Thursday, July 19, 2012

Musings on pseudonymity


Today I got an email asking if I wanted to write for the Guest Blogge at Scientopia, and I was really excited about that. I haven’t been blogging for that long and it’s really cool to me that people read my blog and apparently like it too. When I first started blogging Dr. BrownEyes said that it was all nice that I wanted to do that, but that I was probably going to stop blogging after a couple weeks. He said that because I usually don’t finish stuff; my parents’ house is full of unfinished crafts projects and in that respect it’s a small miracle that I finished my PhD. I also really didn’t feel like finishing child birth but it seemed like there wasn’t really any other way at the time.

So I was almost as excited about this email from Scientopia as about an email saying that a paper is accepted, but quickly realized that I couldn’t dance on the table in the lab because nobody here knows that I write this blog. So I told Dr. BrownEyes who (to my knowledge) is the only one who knows who I am and he was happy for me.

But both this occasion and the impending SfN meeting made me think about using a pseudonym. Because if I want to go to a tweetup at SfN what am I going to say to the people that I am with?

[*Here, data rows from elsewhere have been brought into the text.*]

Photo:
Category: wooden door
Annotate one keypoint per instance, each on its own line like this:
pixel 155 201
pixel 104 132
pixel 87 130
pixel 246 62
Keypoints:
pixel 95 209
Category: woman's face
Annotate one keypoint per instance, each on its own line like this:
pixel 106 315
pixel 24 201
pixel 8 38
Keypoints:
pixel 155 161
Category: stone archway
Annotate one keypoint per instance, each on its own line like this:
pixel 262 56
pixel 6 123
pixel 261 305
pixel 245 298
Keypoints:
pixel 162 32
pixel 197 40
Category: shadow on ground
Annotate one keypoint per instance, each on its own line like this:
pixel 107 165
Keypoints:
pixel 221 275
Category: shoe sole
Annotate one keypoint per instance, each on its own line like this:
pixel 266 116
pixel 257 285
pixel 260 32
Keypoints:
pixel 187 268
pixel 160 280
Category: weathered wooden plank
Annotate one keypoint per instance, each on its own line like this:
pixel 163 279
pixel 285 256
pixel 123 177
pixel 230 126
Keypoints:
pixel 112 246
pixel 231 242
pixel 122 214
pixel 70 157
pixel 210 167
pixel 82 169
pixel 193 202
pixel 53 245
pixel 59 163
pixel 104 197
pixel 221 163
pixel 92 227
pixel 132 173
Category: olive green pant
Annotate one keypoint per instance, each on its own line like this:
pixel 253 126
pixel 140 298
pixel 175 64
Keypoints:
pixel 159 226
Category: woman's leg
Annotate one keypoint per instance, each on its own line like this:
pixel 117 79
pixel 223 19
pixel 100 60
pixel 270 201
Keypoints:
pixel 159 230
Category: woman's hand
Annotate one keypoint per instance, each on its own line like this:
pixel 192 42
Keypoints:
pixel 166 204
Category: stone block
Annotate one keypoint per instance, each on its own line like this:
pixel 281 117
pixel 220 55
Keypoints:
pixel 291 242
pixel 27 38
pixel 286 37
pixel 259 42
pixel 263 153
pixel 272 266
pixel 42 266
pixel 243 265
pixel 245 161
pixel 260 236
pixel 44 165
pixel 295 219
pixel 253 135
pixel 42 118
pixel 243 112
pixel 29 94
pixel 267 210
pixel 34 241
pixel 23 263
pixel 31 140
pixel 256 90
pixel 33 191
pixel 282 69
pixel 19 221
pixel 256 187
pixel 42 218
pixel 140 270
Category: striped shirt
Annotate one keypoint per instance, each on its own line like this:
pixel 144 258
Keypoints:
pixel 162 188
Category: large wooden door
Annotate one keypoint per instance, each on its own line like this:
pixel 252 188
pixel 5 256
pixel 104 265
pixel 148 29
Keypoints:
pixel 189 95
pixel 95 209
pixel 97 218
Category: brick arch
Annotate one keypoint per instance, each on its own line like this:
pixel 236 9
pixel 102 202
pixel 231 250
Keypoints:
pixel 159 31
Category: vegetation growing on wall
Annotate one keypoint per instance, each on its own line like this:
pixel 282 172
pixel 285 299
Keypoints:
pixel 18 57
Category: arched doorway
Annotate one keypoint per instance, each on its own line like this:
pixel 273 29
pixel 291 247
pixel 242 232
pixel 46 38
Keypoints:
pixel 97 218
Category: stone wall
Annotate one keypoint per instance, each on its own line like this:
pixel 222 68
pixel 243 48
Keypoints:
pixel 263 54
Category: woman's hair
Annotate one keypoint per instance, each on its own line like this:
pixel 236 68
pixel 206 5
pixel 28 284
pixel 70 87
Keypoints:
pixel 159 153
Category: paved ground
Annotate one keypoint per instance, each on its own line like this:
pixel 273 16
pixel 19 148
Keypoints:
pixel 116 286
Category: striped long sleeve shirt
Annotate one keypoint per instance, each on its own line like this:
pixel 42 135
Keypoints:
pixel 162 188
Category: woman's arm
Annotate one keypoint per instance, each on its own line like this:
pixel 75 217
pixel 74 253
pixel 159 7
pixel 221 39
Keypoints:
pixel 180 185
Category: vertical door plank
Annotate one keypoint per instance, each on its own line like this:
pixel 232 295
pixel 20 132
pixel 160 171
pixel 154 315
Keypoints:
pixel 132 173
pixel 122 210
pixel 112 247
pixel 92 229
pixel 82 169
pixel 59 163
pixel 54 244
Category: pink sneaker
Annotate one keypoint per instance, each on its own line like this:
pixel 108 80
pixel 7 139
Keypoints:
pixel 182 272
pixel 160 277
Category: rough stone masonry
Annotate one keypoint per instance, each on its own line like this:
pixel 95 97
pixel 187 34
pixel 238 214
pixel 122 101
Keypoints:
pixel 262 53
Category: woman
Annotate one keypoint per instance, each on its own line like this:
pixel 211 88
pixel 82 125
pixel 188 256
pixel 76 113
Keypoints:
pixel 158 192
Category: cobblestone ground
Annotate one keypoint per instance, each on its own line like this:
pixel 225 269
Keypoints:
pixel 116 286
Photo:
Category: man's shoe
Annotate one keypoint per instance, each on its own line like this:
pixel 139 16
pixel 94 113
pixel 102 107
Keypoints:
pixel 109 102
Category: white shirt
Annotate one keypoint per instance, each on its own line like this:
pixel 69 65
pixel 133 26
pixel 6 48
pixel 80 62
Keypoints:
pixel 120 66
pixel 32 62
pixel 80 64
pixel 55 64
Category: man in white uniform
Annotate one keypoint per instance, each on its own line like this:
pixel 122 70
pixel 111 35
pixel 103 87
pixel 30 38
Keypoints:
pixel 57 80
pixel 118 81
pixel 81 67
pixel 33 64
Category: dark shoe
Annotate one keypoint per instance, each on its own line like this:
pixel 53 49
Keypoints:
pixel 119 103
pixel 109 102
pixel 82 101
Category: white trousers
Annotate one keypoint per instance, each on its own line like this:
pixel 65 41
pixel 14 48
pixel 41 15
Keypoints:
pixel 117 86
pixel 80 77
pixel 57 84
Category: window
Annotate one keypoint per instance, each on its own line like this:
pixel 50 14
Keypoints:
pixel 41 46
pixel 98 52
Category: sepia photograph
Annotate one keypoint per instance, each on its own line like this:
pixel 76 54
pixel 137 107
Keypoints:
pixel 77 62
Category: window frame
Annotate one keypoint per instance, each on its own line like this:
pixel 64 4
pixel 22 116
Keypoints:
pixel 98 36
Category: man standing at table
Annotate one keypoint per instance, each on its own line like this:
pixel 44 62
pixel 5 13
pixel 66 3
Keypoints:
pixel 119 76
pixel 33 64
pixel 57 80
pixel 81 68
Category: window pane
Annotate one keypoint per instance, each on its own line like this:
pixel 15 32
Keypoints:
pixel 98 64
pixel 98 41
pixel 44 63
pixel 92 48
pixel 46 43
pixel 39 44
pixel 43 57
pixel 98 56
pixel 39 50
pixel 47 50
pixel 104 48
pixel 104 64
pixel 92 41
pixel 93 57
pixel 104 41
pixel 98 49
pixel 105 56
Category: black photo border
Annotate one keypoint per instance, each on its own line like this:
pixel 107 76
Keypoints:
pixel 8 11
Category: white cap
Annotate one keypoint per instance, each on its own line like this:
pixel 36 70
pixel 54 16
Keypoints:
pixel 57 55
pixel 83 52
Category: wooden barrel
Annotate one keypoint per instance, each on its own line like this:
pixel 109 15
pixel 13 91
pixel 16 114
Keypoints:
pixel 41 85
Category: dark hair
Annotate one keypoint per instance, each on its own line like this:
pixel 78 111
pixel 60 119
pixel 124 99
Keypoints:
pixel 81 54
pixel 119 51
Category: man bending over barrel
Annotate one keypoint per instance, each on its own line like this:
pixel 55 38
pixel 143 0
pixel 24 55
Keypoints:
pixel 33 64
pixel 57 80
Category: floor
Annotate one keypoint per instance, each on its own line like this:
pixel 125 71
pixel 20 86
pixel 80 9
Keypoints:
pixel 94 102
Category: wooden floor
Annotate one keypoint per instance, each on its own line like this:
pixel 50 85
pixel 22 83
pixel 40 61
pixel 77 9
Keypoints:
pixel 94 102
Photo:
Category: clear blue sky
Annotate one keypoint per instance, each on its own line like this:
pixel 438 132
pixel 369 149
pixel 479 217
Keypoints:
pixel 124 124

Anyway, so I asked on twitter how other people handle this and how many people know who they really are. The answers varied from zero to lots and lots, so different people handle this whole pseudonym thing quite differently. This in turn made me realize again that obviously I can think that nobody knows who I am, but maybe people do. And I guess that’s the lesson for today: that I shouldn’t write anything that I don’t want to say to someone’s face.